N should be around 128 by default.

Performance

There are some performance concerns here:

  • storing bonsai-trie logs is kind of expensive by itself
  • When storing bonsai-trie values in the DB, to create trie-log, it needs the current value in the db at the time. I removed that entirely from our BonsaiDb adaptor, and the gain was around 20% iirc.
    • that might be surprising, but this is very much expected as gets are necessarily way slower than puts. Rocksdb needs to get the current value from disk most of the time, where put really is just a write to memory that will eventually be flushed to disk in batch.
    • we have to put that back :(

For context, back before the codeswap with deoxys, we were very focused on sync performance as we saw this was one of the best way to differentiate deoxys from the juno/pathfinder competition. We are of the opinion that their sync speed is slow, and we wanted to see how fast we could get ours.
We are okay with giving up some sync performance now, as the context has changed quite a lot. However, this would make me sad and I'd like to avoid that as much as possible :)

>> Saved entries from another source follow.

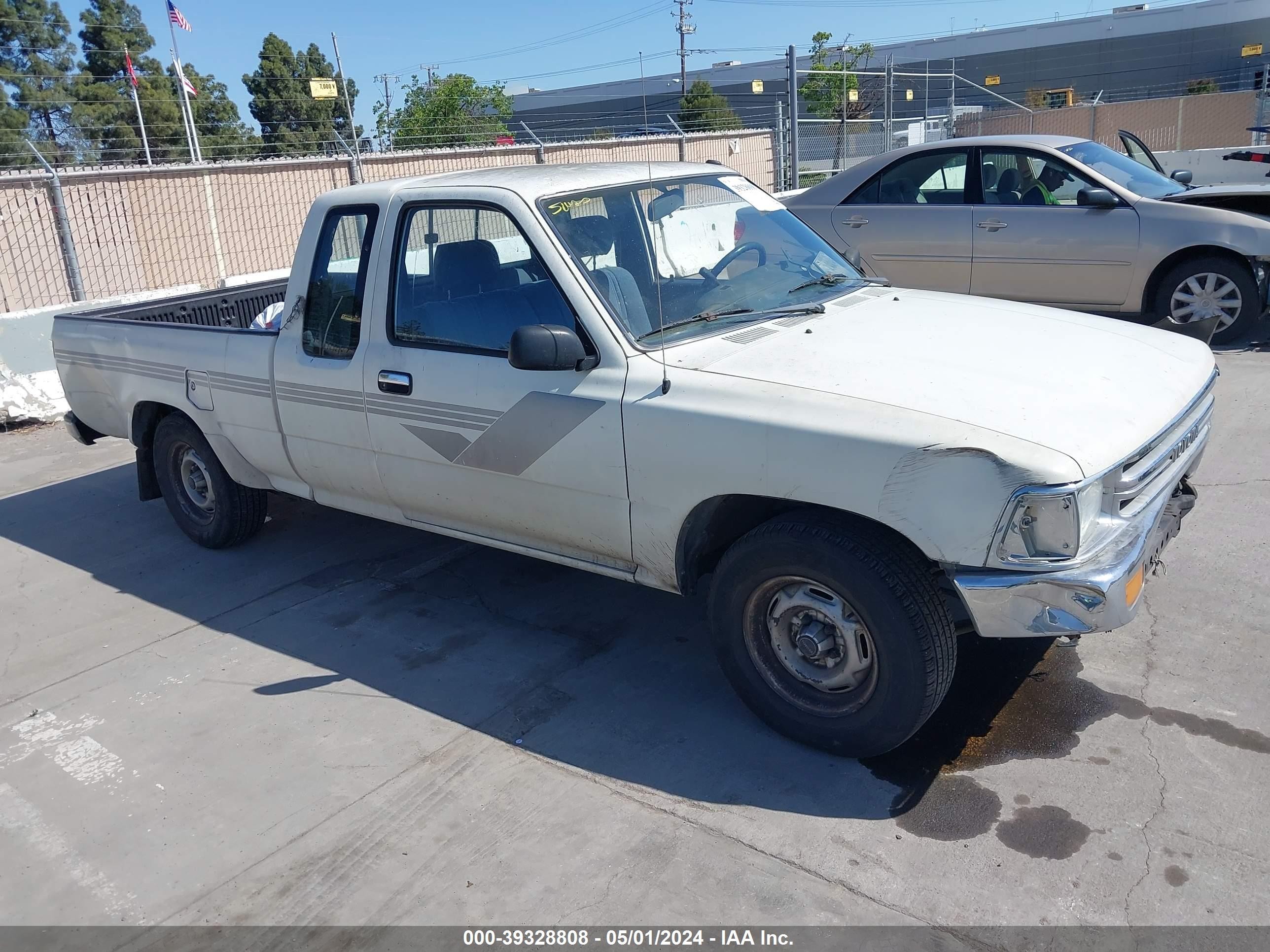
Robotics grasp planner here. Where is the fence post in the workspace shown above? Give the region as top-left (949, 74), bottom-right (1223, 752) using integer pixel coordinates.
top-left (775, 99), bottom-right (785, 192)
top-left (26, 138), bottom-right (86, 301)
top-left (666, 113), bottom-right (688, 163)
top-left (521, 122), bottom-right (547, 165)
top-left (785, 44), bottom-right (798, 188)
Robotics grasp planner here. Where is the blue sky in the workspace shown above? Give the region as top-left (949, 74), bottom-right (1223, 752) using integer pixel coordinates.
top-left (146, 0), bottom-right (1189, 135)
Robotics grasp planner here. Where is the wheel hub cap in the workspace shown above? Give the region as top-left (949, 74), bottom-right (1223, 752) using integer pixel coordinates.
top-left (1168, 272), bottom-right (1243, 330)
top-left (767, 580), bottom-right (874, 692)
top-left (179, 447), bottom-right (216, 513)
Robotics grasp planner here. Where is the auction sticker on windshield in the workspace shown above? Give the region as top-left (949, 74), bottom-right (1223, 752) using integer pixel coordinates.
top-left (719, 175), bottom-right (785, 212)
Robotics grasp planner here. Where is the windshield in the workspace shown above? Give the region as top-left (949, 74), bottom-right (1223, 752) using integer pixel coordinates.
top-left (1058, 142), bottom-right (1186, 198)
top-left (540, 174), bottom-right (865, 346)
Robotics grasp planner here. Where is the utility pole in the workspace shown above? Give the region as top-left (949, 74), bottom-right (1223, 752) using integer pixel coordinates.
top-left (674, 0), bottom-right (697, 95)
top-left (375, 72), bottom-right (397, 152)
top-left (330, 33), bottom-right (362, 180)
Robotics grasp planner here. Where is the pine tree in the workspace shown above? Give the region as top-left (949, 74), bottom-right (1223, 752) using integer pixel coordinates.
top-left (243, 33), bottom-right (362, 155)
top-left (75, 0), bottom-right (190, 163)
top-left (679, 80), bottom-right (741, 132)
top-left (0, 0), bottom-right (79, 163)
top-left (168, 62), bottom-right (260, 161)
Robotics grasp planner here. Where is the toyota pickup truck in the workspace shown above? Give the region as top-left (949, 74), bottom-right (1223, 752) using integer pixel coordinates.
top-left (53, 164), bottom-right (1217, 756)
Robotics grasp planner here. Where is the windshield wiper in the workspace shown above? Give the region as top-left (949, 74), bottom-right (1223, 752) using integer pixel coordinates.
top-left (635, 305), bottom-right (824, 340)
top-left (789, 273), bottom-right (890, 295)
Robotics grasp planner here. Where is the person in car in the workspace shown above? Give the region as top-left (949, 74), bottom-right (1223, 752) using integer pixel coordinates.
top-left (1023, 163), bottom-right (1071, 204)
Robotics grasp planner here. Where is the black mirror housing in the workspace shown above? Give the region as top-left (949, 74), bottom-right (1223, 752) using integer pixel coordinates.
top-left (507, 324), bottom-right (587, 371)
top-left (1076, 188), bottom-right (1120, 208)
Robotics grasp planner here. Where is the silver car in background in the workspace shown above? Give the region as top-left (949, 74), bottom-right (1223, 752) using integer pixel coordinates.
top-left (783, 136), bottom-right (1270, 343)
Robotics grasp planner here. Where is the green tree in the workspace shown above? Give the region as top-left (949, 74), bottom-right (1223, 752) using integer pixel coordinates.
top-left (375, 72), bottom-right (512, 148)
top-left (168, 62), bottom-right (260, 161)
top-left (75, 0), bottom-right (190, 163)
top-left (799, 31), bottom-right (874, 169)
top-left (243, 33), bottom-right (362, 155)
top-left (0, 0), bottom-right (79, 163)
top-left (679, 80), bottom-right (741, 132)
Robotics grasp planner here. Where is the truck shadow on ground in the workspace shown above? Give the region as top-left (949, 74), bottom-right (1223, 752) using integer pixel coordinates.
top-left (10, 466), bottom-right (1270, 832)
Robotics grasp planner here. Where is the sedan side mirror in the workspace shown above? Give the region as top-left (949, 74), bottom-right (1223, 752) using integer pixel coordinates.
top-left (1076, 188), bottom-right (1120, 208)
top-left (507, 324), bottom-right (587, 371)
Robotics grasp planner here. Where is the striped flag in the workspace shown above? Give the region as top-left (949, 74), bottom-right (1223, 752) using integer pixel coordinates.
top-left (168, 0), bottom-right (190, 33)
top-left (176, 64), bottom-right (198, 97)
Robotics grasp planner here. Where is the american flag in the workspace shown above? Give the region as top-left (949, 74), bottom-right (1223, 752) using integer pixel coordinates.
top-left (168, 0), bottom-right (190, 33)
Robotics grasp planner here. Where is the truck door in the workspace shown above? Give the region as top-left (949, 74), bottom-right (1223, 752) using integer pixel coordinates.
top-left (273, 204), bottom-right (384, 515)
top-left (364, 192), bottom-right (633, 571)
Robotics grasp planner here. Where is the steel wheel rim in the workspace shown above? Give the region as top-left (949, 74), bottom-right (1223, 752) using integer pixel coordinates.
top-left (745, 577), bottom-right (879, 714)
top-left (1168, 272), bottom-right (1243, 330)
top-left (176, 447), bottom-right (216, 516)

If we want to keep the same performance as before, a simple way to do that would be to disable all trie-log related stuff up until we reach current_block - N. In the near future, with the second part of the block-import pipeline refactor, it will be possible to know how far behind we currently are from the tip of the blockchain. But before then I think we'll have to take the performance hit :(
There are probably way better ways to batch the gets required to make the trie logs work, too.

Possible future work

There are a few things that I want to throw in there about the bonsai-trie:

  • The trie log is very redundant with our state-diff column. We may want to remove our state-diff column and add methods to bonsai-trie to query it.
  • The flat DB in bonsai-trie is useless, as we use our own historical key-value flat storage for that.
    • we can just remove the flat db or make it optional in bonsai-trie -- that wouldn't break anything because bonsai-trie stores the hashes of its leafs in the trie column too.
    • oh also technically we could delete keys before current_block - N or not store them at all there. we should experiment with that
  • I started an experiment to parallelize the last remaining thing in bonsai-trie that could give us a perf boost, which is batch inserting. I really want to get around to finishing that someday, ahah

Roadmap

Okay, with all of the context out of the way - let's distill that into tasks that we can work on today and prioritize them :)

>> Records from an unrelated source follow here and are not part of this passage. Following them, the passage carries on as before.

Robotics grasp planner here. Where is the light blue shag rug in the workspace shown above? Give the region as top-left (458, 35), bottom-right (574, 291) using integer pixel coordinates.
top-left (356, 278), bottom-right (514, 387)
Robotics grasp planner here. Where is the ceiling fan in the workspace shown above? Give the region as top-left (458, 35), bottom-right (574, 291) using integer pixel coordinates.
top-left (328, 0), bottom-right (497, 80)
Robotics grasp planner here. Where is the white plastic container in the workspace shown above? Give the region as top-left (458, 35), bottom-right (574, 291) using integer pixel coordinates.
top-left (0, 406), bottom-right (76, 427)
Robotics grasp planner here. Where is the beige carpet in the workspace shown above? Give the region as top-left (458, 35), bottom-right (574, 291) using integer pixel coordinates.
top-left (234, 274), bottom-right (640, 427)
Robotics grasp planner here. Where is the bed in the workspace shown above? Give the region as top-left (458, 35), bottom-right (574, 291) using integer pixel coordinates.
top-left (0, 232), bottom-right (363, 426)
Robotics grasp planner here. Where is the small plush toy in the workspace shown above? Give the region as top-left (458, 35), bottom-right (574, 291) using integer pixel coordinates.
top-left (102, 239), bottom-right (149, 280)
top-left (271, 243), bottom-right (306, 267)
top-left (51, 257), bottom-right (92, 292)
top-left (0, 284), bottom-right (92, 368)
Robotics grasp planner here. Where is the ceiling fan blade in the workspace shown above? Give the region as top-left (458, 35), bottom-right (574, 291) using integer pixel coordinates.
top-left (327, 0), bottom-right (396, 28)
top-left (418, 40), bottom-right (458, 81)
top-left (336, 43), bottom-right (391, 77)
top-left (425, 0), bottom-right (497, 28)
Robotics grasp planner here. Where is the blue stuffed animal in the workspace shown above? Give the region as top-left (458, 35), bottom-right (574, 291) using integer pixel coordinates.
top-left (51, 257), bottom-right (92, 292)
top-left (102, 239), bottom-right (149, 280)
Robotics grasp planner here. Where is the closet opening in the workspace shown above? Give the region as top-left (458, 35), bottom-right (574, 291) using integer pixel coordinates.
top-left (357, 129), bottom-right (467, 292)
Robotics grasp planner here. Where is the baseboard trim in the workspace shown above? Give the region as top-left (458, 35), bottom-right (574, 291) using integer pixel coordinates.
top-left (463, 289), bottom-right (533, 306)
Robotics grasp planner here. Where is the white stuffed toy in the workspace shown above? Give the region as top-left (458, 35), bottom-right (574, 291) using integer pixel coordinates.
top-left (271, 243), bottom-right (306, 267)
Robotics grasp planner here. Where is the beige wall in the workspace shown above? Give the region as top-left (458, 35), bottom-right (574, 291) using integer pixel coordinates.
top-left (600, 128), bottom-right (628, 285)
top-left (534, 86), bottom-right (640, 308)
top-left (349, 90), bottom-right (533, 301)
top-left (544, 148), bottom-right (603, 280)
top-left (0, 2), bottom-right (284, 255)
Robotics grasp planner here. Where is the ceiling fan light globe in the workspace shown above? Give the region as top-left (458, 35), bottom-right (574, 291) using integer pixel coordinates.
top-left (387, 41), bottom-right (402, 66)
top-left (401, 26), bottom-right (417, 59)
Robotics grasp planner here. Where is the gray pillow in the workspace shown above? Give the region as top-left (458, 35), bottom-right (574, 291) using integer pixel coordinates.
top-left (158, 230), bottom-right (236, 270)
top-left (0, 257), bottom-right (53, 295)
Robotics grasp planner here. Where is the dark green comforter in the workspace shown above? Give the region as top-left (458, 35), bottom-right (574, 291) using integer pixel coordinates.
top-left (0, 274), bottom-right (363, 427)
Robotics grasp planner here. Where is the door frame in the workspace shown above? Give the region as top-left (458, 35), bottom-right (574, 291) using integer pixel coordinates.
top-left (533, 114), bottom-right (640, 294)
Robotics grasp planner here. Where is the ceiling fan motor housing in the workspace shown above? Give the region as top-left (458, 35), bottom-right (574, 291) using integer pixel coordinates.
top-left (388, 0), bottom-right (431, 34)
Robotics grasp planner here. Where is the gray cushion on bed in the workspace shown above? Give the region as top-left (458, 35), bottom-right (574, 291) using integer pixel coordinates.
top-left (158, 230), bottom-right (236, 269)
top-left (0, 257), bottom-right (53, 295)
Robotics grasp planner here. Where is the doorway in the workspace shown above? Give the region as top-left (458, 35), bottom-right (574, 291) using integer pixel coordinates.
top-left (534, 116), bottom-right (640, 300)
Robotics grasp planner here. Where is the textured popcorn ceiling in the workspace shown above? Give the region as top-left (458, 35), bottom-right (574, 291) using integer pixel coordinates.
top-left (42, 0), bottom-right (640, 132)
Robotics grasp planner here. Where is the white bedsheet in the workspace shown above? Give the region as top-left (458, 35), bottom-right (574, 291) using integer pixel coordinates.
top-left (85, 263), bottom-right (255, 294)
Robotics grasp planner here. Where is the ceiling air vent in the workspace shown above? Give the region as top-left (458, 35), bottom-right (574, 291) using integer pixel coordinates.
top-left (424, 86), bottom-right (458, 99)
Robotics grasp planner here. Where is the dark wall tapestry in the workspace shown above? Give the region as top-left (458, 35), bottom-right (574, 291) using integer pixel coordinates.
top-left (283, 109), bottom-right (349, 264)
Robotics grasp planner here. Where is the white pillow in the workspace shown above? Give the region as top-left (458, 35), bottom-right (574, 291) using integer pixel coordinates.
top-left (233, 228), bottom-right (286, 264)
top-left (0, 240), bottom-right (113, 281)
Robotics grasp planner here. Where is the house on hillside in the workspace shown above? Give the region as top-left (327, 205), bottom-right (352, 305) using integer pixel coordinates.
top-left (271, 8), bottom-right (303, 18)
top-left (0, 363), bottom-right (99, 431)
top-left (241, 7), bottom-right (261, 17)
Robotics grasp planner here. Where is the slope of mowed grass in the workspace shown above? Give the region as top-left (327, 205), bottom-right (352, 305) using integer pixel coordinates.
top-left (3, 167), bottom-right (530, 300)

  • First, it's imperative to remove our KasarLabs/bonsai-trie fork. It is synced to this draft pull request that refactors and fixes a big part of the library. It's still in draft though, as we did not have the time to land it properly yet
  • Re-enable trie-logs in madara. This touches the mc-db part of the codebase.
    • This seems simple at a glance but I'm expecting us to find some surprise bugs here and there.
  • Make that N a CLI argument
  • Test the trie-logs in depth, as I'm not confident it's free of bugs right now. (we had issues with other parts of the bonsai-trie having surprise bugs in the past)
  • Test the storage proofs in depth in bonsai-trie, for the same reasons.
    • Storage proof verification might need to be fixed as well, as we can't know if our proofs are good in tests if we have no way of verifying them. (there might ways around this though) There is currently already an open issue around storage proof verification.
  • Hook it up in madara, and make the endpoint for SNOS (top priority)
    • The SNOS input looks like this. It needs a storage proof for every key-value used in the block (which we can easily deduce from the state-diff)
    • If possible, let's make it the same endpoint as the new v0.8 get_storage_proof endpoint. v0.8 also adds a get_pcs which is also needed for SNOS - and I'm kind of thinking that Ariel made these endpoints to enable our usecase specifically, in fact. neat!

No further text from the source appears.